AI Workers are revolutionizing traditional operations by transforming them into scalable, intellectual property-rich platforms that attract buyers. By automating repetitive tasks and enabling advanced analytics, you’re not just streamlining processes – you’re creating intellectual assets that hold long-term value [22].
Generative AI in banking is also on track to reach $64.03 billion by 2030, offering IMBs a chance to boost EBITDA, lower operational costs, and improve risk management accuracy – all factors that can drive premium valuations [22].
The adoption of AI is accelerating quickly – 30% of lenders already use it, and this figure is expected to climb to 55% by 2025. This creates a small but critical window for IMBs to gain an edge before AI becomes the industry standard [21]. Adapting your operations now isn’t just a choice; it’s becoming a necessity in a rapidly evolving market.
By leveraging AI Workers, you can move from a people-dependent business model to a technology-driven platform. This shift doesn’t just improve efficiency – it enhances your EBITDA, increases valuation multiples, and unlocks significant post-acquisition potential.
The choice is clear: you can continue operating as a traditional practice with standard market valuations, or you can evolve into an AI-powered platform that commands higher premiums. IMBs that make this transition today will be the ones best positioned to achieve the highest returns when the time comes to exit.
FAQs on Building IMB Value
Can AI increase IMB value for acquisition?
In a word, yes. AI Agents and Workers enhance the value of an IMB by cutting costs while maintaining productivity, which directly increases profit margins. They also retain institutional knowledge, helping to safeguard your operations and reduce reliance on employee turnover. By ensuring consistent and repeatable processes, AI Workers build trust with potential buyers and create scalable IP assets that are highly attractive during acquisitions.
These digital team members transform your business into a tech-powered platform, boosting EBITDA and raising the valuation buyers are willing to consider. They not only improve operational efficiency today but also lay the groundwork for a smoother and more lucrative acquisition in the future.
What are the first steps for an IMB to start using AI Workers in their operations?
The first step isn’t technical—it’s philosophical. IMBs must shift from viewing AI as task automation to seeing it as strategic infrastructure. When properly architected, AI Workers don’t just reduce headcount—they encode your institutional knowledge, enhance decision-making, and create scalable, ownable IP.
To begin, partner with a team that specializes in directive AI architecture—builders who understand workflows and can translate operational nuance into intelligent, self-improving digital employees.
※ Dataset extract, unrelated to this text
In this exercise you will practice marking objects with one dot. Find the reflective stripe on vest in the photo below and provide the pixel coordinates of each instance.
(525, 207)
To derive best practices from across industries, consider a vendor that has experience across payments, manufacturing, capital markets, and other financial services verticals.
Rather than start by automating a task, identify processes and workflows that, if scaled and preserved, would materially impact your margin or valuation.
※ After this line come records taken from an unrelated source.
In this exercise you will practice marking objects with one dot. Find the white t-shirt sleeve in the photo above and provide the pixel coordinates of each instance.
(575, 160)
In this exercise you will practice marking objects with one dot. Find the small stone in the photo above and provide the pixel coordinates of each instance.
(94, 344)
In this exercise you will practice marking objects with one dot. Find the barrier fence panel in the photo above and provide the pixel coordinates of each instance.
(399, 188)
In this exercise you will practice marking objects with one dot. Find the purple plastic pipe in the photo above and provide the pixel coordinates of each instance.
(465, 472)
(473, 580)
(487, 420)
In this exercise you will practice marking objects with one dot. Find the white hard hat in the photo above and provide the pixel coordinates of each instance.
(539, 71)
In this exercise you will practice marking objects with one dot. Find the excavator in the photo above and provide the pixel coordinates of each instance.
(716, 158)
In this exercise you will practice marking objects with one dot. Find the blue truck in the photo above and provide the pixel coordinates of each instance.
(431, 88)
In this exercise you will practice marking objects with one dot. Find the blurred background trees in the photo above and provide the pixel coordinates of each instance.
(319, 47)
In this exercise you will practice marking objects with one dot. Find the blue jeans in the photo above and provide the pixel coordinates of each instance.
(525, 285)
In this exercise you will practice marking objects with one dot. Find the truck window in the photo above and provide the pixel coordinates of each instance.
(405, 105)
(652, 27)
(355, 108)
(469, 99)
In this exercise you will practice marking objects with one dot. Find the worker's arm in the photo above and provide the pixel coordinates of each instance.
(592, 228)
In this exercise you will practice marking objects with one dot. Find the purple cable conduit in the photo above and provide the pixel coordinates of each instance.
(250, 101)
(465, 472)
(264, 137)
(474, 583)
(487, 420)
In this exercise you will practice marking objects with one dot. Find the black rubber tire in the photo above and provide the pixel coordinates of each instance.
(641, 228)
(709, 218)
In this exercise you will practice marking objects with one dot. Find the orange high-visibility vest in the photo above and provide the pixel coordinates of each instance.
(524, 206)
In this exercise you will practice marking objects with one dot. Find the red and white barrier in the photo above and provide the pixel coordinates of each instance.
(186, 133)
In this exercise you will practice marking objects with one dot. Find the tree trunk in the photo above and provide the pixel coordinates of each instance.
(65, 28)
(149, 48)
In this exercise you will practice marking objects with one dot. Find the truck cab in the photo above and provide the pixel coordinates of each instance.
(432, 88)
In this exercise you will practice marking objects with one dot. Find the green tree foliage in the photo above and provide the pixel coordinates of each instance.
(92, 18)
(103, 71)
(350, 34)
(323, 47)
The real opportunity isn’t limited to efficiency. It’s creating a workforce that doesn’t walk out the door and gets more valuable with every loan cycle.
How do AI Workers reduce dependency on key personnel during an acquisition?
AI Workers play a crucial role in minimizing dependence on specific individuals by capturing institutional knowledge and automating essential workflows. They take manual tasks and turn them into repeatable, scalable processes, ensuring operations run seamlessly, regardless of who is on the team.
This approach not only enhances business continuity but also reduces risks tied to employee turnover. For potential buyers, this creates a sense of stability and reliability, making your business more appealing and secure during acquisition discussions.